86 percent of journalists think they get the facts straight while only 45 percent of the public agree; 11 percent of journalists say they are “often innacurate” while 48 percent of the public say that is the case.

: They also disagree about whether mistakes are corrected.

74 percent of journalists say they quickly report they have made a mistake vs. 30 percent of the public.

: The public thinks most journlists are liberal but most American aren’t.

Asked to describe the majority of journalists, the public said 42 percent are liberal, 29 moderate, 16 conservative. As to the majority of Americans: 17 percent liberal, 39 moderate, 33 conservative.

: Journalists are asked the same question on many job descriptions. I’ll quote just the liberal number: 54 percent say the majority of newspaper journalists are liberal, 34 percent for TV and radio journalists, 34 for editors and producers, 5 for media owners, and 6 for radio talk show hosts. And the public? Only 1 percent of journalists say the majority of Americans is liberal.

: 30 percent of journalists say news media have been more critical of the Bush administration, 64 percent of journalists say they were more critical of Clinton.

: On the idea of news organizations having “a decidedly political point of view in their coverage of the news,” the two groups split… but I think the question is not properly put. The issue in the minds of many is not whether journalists have a bias but whether they reveal it. In any case, 16 percent of journalists say it’s very or somewhat good to have a decedily political point of view in coverage while 80 percent say it’s very or somewhat bad vs. a split public: 43 percent say it’s very or somewhat good and 53 says it’s very or somewhat bad.

: Asked about watching “shows such as the O’Reilly Factor or Hardball,” I find it interesting that the public argues against the echo-chamber theory: 80 percent say they watch because they “like to listen to people who have a different point of view than me.”

: Asked whom they believe in all or most matters, here’s the public’s ranking: Local TV news ranks first at 72 percent followed by CNN, 65; Jennings and ABC, 64; Williams and NBC, 60; the local daily paper, 59; Fox, Time, and CBS tied at 56; People at 23; Limbaugh at 20. Some are amazed by that local TV news number but I think it makes sense because (a) it’s local and local is what matters in our lives, (b) it’s easy and doesn’t try to, in the words of one participant here, treat news as porridge, (c) it’s human and has a personality, vs. impersonal and institutional newspapers.

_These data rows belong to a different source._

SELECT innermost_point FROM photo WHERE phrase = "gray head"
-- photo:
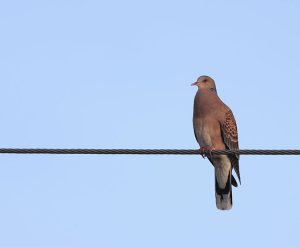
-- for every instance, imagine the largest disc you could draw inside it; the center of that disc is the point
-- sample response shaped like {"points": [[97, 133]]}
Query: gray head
{"points": [[205, 82]]}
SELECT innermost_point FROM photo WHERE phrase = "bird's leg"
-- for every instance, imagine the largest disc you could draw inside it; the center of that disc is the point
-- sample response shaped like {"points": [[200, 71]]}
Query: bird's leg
{"points": [[206, 151]]}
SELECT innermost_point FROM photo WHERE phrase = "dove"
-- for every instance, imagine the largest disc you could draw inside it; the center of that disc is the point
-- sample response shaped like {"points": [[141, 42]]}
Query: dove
{"points": [[215, 128]]}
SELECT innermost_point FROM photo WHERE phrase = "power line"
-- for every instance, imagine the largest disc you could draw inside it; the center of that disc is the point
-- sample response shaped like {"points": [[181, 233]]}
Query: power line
{"points": [[147, 151]]}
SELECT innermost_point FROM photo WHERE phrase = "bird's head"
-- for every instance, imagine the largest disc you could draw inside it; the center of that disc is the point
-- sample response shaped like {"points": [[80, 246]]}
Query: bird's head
{"points": [[205, 82]]}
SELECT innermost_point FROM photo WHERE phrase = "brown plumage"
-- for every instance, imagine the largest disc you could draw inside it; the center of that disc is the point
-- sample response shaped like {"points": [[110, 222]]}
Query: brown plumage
{"points": [[215, 128]]}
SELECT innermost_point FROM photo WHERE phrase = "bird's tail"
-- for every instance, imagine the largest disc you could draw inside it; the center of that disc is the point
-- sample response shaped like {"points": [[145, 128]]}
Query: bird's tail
{"points": [[223, 188]]}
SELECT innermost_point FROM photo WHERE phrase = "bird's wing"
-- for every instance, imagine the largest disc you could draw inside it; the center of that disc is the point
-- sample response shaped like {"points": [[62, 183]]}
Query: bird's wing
{"points": [[230, 138]]}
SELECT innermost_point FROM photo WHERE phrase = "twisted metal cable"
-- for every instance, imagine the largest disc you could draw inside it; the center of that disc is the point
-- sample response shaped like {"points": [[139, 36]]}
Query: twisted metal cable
{"points": [[147, 151]]}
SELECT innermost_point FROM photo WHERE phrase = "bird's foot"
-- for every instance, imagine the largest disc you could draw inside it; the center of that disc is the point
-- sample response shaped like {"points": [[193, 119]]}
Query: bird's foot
{"points": [[206, 151]]}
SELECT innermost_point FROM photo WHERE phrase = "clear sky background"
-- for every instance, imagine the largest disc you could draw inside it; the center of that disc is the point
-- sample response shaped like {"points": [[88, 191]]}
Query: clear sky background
{"points": [[117, 74]]}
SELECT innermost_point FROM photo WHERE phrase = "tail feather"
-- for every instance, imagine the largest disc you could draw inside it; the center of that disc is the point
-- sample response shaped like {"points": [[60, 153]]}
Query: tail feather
{"points": [[223, 193]]}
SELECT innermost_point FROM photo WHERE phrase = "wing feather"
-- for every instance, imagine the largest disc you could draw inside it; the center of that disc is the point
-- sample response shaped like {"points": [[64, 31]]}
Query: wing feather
{"points": [[230, 138]]}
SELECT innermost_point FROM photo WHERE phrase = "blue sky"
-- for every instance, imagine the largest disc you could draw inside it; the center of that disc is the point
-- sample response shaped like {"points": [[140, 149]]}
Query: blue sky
{"points": [[117, 74]]}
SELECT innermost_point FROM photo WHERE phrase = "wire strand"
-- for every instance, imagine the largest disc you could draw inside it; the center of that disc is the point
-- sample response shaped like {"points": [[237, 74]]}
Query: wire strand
{"points": [[147, 151]]}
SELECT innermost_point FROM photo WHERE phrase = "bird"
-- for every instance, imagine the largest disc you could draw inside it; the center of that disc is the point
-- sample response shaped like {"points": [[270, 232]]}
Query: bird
{"points": [[215, 128]]}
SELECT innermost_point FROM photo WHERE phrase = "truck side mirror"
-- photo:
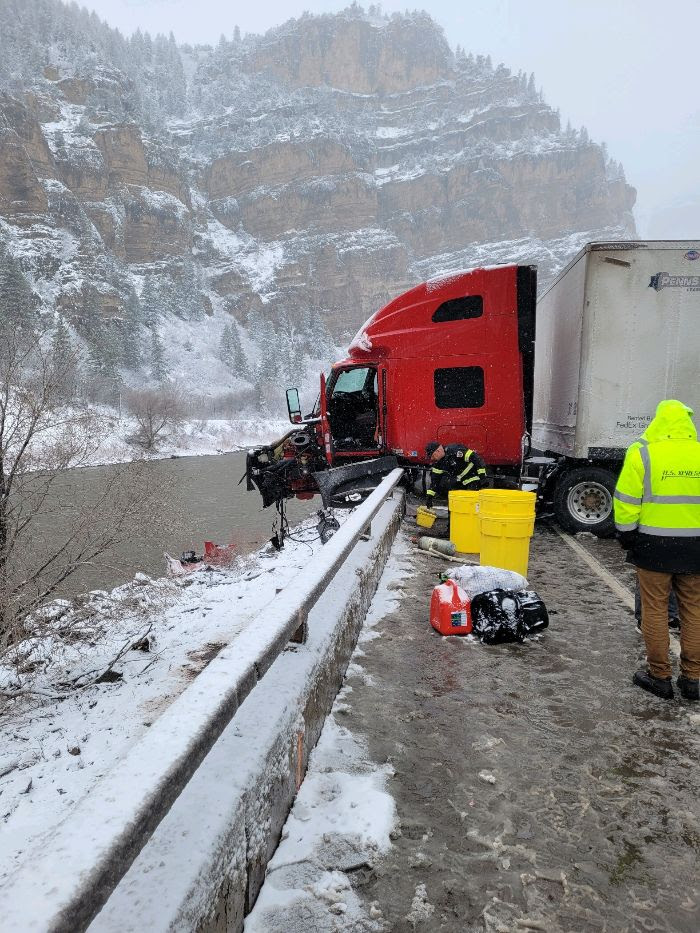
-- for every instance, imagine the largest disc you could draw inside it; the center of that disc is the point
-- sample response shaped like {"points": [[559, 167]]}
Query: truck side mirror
{"points": [[294, 406]]}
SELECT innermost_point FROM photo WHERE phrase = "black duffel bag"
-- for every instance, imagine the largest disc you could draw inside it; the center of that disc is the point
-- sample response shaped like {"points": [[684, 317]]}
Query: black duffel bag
{"points": [[500, 616]]}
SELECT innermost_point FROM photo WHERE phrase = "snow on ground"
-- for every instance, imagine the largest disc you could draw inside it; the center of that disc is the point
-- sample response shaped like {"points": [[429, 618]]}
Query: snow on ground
{"points": [[192, 438], [64, 723], [341, 820]]}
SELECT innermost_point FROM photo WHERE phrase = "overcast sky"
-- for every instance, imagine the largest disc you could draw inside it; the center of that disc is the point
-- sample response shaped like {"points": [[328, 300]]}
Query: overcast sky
{"points": [[622, 68]]}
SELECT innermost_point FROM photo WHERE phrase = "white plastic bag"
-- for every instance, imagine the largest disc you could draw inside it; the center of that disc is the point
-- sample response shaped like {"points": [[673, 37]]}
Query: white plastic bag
{"points": [[475, 580]]}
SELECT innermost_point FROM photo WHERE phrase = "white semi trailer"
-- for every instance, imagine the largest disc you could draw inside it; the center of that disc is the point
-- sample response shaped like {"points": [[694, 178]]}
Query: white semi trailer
{"points": [[616, 332]]}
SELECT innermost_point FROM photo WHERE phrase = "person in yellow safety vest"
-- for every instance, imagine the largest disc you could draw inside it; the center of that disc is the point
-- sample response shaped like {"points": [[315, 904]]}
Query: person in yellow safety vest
{"points": [[454, 466], [657, 517]]}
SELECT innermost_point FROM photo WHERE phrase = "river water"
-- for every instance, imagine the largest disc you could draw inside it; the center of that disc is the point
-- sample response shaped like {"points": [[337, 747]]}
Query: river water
{"points": [[207, 504]]}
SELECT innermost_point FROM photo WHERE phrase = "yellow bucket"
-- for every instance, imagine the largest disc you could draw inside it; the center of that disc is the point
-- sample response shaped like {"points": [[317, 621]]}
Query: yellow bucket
{"points": [[507, 524], [425, 517], [464, 520]]}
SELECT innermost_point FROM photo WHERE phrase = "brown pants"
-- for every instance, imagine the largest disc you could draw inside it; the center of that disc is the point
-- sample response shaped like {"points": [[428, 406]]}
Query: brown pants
{"points": [[655, 588]]}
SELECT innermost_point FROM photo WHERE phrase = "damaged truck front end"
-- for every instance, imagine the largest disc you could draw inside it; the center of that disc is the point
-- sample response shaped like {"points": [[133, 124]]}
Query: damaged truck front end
{"points": [[295, 465], [286, 467]]}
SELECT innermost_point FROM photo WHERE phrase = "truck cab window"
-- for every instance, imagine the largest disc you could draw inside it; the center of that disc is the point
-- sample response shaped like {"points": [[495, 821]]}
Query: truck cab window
{"points": [[353, 408], [459, 387], [459, 309]]}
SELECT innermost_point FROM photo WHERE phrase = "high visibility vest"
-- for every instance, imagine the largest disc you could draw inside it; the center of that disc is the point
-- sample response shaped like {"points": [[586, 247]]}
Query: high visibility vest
{"points": [[658, 491]]}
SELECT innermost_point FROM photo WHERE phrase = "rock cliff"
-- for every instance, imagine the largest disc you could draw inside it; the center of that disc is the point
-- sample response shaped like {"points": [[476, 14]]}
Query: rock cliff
{"points": [[289, 183]]}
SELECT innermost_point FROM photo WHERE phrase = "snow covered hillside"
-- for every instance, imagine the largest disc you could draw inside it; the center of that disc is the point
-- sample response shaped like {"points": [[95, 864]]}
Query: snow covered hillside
{"points": [[223, 219]]}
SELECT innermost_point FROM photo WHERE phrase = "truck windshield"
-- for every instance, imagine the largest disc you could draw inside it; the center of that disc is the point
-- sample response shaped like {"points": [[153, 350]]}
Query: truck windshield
{"points": [[351, 380], [352, 409]]}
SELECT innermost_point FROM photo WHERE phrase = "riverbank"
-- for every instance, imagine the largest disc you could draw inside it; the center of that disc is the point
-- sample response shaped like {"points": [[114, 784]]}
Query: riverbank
{"points": [[194, 437], [75, 701]]}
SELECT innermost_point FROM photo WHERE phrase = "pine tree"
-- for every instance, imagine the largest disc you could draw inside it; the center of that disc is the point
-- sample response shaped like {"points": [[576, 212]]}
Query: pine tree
{"points": [[190, 305], [150, 302], [159, 370], [65, 360], [18, 303], [130, 327], [226, 347]]}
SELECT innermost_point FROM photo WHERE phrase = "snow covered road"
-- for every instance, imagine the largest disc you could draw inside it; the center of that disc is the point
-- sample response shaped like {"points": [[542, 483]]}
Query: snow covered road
{"points": [[535, 788]]}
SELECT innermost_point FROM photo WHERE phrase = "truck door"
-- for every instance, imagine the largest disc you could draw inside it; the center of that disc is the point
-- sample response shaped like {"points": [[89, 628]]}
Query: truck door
{"points": [[326, 437], [382, 410]]}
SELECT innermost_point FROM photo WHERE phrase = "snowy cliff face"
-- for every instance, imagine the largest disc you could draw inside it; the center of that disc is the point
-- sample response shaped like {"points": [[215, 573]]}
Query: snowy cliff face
{"points": [[225, 217]]}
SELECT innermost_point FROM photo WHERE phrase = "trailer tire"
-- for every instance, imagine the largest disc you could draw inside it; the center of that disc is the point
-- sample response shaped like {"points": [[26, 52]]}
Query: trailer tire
{"points": [[583, 500]]}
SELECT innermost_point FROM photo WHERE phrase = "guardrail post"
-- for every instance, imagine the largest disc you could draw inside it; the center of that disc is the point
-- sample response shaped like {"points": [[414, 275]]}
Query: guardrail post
{"points": [[301, 633]]}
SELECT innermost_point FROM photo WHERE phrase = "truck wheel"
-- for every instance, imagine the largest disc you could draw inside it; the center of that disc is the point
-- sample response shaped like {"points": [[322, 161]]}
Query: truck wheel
{"points": [[583, 501]]}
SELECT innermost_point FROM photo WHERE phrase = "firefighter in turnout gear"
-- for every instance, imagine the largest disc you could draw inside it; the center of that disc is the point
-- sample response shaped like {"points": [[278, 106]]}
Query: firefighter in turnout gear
{"points": [[454, 466], [657, 517]]}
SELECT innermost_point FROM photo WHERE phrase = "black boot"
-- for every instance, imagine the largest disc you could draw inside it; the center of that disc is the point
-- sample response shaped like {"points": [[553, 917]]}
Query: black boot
{"points": [[690, 689], [659, 686]]}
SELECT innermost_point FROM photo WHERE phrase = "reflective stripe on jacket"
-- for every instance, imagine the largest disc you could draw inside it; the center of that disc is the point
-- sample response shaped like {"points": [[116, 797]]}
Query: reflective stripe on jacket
{"points": [[658, 490]]}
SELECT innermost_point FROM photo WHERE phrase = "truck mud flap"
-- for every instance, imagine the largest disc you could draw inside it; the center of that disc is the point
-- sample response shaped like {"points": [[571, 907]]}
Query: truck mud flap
{"points": [[345, 487]]}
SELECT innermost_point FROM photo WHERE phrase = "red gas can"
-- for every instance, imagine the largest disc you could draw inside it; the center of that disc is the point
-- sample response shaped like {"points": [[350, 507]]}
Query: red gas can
{"points": [[450, 609]]}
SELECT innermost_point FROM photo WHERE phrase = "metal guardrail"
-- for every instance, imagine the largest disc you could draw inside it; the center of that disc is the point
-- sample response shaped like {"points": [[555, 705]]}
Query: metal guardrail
{"points": [[63, 885]]}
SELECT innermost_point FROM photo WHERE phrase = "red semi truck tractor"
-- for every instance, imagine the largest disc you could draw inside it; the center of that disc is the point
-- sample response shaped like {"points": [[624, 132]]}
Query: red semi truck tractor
{"points": [[451, 360], [455, 359]]}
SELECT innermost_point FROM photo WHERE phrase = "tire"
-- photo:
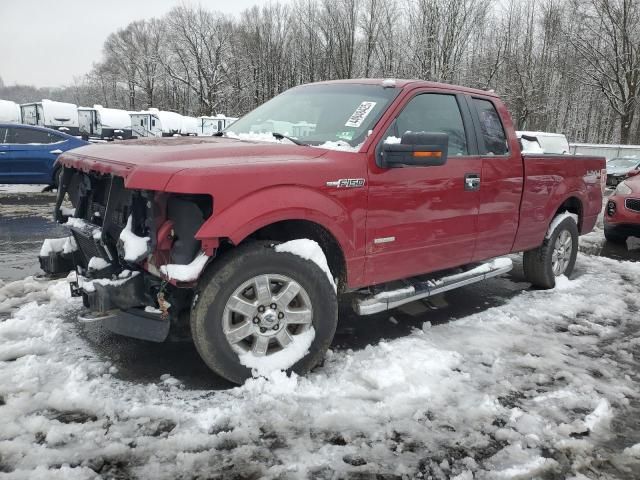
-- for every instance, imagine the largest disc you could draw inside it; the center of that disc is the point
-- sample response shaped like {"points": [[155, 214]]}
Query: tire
{"points": [[539, 263], [55, 180], [612, 235], [211, 314]]}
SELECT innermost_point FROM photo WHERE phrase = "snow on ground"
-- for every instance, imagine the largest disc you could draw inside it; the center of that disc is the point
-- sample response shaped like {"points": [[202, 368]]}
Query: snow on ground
{"points": [[11, 188], [526, 389]]}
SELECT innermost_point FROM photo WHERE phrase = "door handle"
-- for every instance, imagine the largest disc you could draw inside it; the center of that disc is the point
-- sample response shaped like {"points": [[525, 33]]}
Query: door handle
{"points": [[472, 182]]}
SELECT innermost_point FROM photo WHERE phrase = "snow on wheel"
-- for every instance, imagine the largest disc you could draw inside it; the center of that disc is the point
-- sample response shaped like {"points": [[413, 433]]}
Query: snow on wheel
{"points": [[263, 308], [557, 254]]}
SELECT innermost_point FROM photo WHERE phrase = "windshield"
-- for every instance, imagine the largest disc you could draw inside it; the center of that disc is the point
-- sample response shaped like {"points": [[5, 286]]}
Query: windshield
{"points": [[330, 115], [623, 162]]}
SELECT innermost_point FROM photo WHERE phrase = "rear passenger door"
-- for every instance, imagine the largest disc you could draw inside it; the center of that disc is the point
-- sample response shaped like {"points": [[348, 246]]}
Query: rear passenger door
{"points": [[32, 154], [502, 179], [423, 218], [4, 156]]}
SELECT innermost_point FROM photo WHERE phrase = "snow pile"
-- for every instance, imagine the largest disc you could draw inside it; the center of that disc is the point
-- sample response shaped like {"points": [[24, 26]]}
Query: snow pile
{"points": [[309, 250], [186, 273], [56, 245], [97, 263], [531, 388], [282, 360], [135, 247]]}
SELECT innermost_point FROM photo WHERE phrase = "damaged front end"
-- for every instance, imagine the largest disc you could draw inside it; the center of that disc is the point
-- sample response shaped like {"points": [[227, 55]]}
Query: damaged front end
{"points": [[133, 253]]}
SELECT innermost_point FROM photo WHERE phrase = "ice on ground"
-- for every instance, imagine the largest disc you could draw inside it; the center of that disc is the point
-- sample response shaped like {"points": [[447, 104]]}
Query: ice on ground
{"points": [[521, 390], [19, 188], [186, 273], [633, 451], [57, 245], [282, 360], [309, 250], [135, 247]]}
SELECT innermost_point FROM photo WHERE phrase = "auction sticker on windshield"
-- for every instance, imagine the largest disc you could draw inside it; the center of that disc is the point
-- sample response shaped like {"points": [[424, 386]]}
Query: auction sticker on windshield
{"points": [[360, 114]]}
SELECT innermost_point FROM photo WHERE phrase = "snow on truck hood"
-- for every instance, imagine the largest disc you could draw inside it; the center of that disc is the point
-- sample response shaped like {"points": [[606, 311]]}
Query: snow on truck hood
{"points": [[161, 158]]}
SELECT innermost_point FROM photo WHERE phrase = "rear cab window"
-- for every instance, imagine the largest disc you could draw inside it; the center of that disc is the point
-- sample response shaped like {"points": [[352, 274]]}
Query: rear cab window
{"points": [[493, 139], [432, 113]]}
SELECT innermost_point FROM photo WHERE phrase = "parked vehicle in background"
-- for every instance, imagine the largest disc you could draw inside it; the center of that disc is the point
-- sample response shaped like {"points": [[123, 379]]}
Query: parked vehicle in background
{"points": [[209, 126], [619, 168], [607, 151], [28, 153], [55, 115], [155, 123], [9, 112], [190, 126], [104, 123], [622, 212], [543, 142], [393, 191]]}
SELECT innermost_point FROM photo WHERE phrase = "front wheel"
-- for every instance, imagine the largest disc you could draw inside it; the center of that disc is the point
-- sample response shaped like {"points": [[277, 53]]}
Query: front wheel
{"points": [[556, 256], [262, 310]]}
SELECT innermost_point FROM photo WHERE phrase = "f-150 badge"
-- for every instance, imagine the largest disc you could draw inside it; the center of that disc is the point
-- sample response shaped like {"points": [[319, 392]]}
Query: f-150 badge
{"points": [[347, 183]]}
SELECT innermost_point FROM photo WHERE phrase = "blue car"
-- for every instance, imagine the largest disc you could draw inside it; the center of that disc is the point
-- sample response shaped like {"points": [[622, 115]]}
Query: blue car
{"points": [[28, 153]]}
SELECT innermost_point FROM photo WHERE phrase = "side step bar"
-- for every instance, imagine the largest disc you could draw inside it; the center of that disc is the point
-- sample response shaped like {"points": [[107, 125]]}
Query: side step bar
{"points": [[417, 290]]}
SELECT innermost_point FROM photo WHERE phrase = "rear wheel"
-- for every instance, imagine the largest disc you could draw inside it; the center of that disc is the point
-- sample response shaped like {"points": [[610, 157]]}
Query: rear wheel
{"points": [[257, 308], [556, 256]]}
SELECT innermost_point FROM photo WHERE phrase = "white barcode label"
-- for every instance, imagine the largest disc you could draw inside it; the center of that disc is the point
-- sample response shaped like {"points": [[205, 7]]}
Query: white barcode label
{"points": [[356, 119]]}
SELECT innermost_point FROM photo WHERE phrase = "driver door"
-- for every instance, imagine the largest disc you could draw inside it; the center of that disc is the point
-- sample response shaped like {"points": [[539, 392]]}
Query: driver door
{"points": [[424, 218]]}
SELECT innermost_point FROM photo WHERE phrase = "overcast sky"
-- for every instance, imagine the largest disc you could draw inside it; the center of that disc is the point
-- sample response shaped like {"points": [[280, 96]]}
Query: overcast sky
{"points": [[48, 42]]}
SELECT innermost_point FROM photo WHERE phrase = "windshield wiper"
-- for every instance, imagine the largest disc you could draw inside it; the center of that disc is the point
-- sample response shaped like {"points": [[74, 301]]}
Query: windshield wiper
{"points": [[280, 136]]}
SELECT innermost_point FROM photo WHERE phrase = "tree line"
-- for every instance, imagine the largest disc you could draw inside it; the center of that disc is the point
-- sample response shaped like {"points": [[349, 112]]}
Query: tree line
{"points": [[570, 66]]}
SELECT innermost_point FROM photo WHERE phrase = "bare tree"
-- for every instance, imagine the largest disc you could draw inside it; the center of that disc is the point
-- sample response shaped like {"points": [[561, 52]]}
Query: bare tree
{"points": [[608, 38]]}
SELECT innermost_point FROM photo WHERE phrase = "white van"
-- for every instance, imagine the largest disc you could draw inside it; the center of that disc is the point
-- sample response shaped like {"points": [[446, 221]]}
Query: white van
{"points": [[543, 142]]}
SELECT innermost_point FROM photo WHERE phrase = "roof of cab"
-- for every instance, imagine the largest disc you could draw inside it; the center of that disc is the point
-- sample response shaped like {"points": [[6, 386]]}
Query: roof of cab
{"points": [[408, 83]]}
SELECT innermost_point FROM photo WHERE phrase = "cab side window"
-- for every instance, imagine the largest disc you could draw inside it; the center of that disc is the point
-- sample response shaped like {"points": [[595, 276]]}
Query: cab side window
{"points": [[434, 112], [495, 140]]}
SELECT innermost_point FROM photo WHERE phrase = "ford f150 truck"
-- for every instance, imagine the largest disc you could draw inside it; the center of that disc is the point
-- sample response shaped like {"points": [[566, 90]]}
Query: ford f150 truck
{"points": [[389, 191]]}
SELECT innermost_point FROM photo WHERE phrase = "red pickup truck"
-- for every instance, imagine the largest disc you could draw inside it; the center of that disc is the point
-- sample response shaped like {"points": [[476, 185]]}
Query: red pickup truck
{"points": [[388, 190]]}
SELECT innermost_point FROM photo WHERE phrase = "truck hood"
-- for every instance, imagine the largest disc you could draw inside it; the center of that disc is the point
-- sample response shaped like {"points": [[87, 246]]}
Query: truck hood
{"points": [[150, 163]]}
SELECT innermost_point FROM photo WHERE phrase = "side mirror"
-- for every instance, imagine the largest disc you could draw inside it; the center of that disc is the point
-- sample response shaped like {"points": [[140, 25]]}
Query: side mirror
{"points": [[419, 149]]}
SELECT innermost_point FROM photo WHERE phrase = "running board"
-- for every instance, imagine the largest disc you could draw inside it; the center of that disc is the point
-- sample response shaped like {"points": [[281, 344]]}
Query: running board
{"points": [[417, 289]]}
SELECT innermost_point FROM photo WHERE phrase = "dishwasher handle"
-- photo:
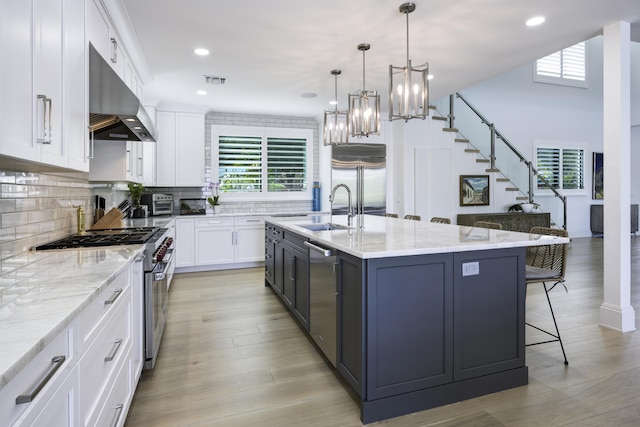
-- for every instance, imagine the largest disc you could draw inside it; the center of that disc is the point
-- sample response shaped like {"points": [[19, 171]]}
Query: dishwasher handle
{"points": [[324, 251]]}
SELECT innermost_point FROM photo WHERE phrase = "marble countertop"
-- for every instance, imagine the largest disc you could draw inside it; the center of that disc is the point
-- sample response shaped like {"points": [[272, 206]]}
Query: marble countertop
{"points": [[42, 292], [384, 237]]}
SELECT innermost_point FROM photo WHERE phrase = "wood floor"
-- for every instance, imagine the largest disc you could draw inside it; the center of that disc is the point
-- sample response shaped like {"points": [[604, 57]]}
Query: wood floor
{"points": [[233, 356]]}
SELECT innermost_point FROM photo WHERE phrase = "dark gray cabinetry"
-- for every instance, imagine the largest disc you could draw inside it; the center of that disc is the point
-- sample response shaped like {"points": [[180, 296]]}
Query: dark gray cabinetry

: 85 percent of journalists think it’s not easy for the public to distinguish journalists from nonjournalists. (Whatever the hell a journalist is….)

: On blogs, 45 percent of journalists say they have a very or somewhat positive effect on the quality of news; 38 percent sasy very or somewhat negative.

: As for eading blogs, 20 percent of journalists do it every day, 17 percent a few times a week, 15 percent a few times a month, 5 percent once a month, 18 percent less than monthly, 24 percent never.